3) art 726 del Codice Penale- Chiunque, in un luogo pubblico o aperto o esposto al pubblico, compie atti contrari alla pubblica decenza è soggetto alla sanzione amministrativa pecuniaria da euro 5.000 a euro 10.000.

4) Sentenza della Corte Costituzionale n.188/75 (2006)-

«Sono, invece, vilipendio, la contumelia, lo scherno, l’offesa, per dir così, fine a sé stessa, che costituisce ad un tempo ingiuria al credente (e perciò lesione della sua personalità) e oltraggio ai valori etici di cui si sostanzia ed alimenta il fenomeno religioso, oggettivamente riguardato» – (L’oggetto della denuncia deve essere pubblico: il reato deve avvenire sulla stampa o tramite altro mezzo di propaganda, in luogo pubblico o aperto al pubblico, in presenza di più persone, in una riunione non privata.
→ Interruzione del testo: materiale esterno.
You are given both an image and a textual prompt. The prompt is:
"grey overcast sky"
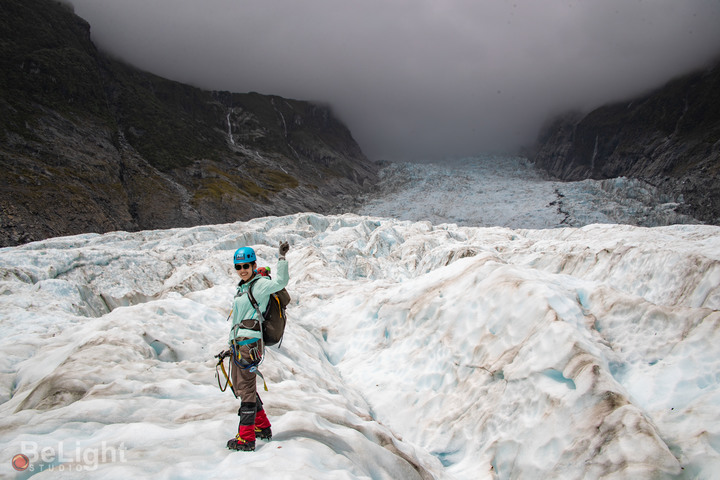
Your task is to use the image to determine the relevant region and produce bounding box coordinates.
[69,0,720,160]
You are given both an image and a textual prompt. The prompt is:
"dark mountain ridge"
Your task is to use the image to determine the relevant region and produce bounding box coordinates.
[0,0,377,246]
[529,59,720,225]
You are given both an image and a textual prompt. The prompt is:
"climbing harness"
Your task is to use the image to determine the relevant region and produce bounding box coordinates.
[215,350,237,398]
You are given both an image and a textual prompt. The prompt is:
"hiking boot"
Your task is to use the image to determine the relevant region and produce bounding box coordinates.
[255,426,272,442]
[228,435,255,452]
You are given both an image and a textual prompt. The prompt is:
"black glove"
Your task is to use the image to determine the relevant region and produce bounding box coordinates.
[278,242,290,260]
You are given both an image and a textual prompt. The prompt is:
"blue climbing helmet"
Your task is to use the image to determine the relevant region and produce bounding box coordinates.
[233,247,256,265]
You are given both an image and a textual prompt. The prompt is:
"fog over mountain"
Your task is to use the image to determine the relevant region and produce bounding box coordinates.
[69,0,720,159]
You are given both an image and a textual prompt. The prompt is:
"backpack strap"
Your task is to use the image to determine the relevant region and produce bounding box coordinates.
[247,282,265,324]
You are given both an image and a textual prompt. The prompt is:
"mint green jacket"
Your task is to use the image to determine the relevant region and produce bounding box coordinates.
[228,260,290,344]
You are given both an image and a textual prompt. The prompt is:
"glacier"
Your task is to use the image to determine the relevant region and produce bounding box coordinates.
[0,160,720,479]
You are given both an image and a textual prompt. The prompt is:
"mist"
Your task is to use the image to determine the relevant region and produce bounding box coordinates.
[70,0,720,160]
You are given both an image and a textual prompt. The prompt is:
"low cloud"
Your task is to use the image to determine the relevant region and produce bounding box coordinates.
[70,0,720,160]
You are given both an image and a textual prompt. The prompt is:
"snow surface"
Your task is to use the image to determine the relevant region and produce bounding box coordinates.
[353,155,699,228]
[0,157,720,479]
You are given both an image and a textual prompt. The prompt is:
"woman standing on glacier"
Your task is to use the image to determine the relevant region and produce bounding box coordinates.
[227,242,290,452]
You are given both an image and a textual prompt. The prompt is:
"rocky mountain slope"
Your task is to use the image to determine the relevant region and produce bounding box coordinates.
[530,60,720,225]
[0,0,377,246]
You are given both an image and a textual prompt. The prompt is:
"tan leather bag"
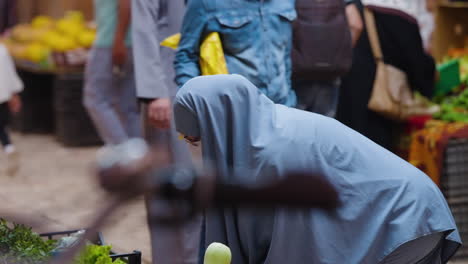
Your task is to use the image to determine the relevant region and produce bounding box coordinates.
[364,8,415,121]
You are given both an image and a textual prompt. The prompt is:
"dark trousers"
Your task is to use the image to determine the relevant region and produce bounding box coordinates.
[0,103,11,146]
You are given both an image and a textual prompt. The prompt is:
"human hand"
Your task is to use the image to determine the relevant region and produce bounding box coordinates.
[148,98,172,129]
[8,94,21,114]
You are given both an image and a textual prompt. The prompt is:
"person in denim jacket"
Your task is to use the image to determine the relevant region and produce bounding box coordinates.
[175,0,296,106]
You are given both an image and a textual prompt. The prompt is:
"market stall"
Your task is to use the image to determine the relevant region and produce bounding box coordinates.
[1,11,101,146]
[405,0,468,259]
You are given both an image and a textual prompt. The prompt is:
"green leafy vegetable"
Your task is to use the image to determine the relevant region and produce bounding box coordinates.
[0,219,56,264]
[74,245,126,264]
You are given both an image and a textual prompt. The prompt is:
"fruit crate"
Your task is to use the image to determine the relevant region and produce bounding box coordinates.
[40,230,141,264]
[441,138,468,260]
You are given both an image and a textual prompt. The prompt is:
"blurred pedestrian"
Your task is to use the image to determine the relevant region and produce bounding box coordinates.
[0,44,23,175]
[83,0,141,145]
[337,0,435,150]
[0,0,16,35]
[175,0,296,106]
[292,0,363,117]
[132,0,201,264]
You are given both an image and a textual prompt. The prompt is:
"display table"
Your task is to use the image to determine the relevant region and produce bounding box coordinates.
[409,120,468,259]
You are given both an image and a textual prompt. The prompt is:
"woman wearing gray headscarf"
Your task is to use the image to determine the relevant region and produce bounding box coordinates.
[174,75,461,264]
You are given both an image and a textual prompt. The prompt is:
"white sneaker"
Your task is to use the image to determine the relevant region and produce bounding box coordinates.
[5,145,19,177]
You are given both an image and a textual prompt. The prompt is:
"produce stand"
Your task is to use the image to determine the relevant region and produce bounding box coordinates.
[433,0,468,62]
[4,10,101,147]
[409,120,468,260]
[441,138,468,260]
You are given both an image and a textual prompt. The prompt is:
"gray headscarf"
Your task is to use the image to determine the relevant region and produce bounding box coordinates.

La denuncia può essere presentata da chiunque).

Poichè, come precedentemente affermato, questi casi stanno proliferando in maniera eccessiva, chiedo a voi, in quanto autorità competenti, di intervenire a riguardo disincentivando così il dilagare della volgarità a Malpensa e nei luoghi pubblici in genere.

Propongo ( sta poi a voi trovare il modo adatto) l’affisione di cartelli simili quelli del Dgr (Dangeous goods regulation) o dei divieti di fumo in punti strategici, con l’indicazione chiara della sanzione a cui si va incontro in caso di comportamenti illeciti in luogo pubblico. La security o la Polizia potrà invitare i passeggeri a riporre oggetti osceni od offensivi nel bagaglio personale o a requisirli in base alla situazione del momento.

Vi ringrazio per l’attenzione e mi sarebbe gradito un vostro riscontro, se possibile; da parte mia, ho fatto quello che la mia coscienza mi ha detto di fare, nella fiducia che le istituzioni dello Stato, della Sea e della Chiesa prenderanno in carico questa segnalazione.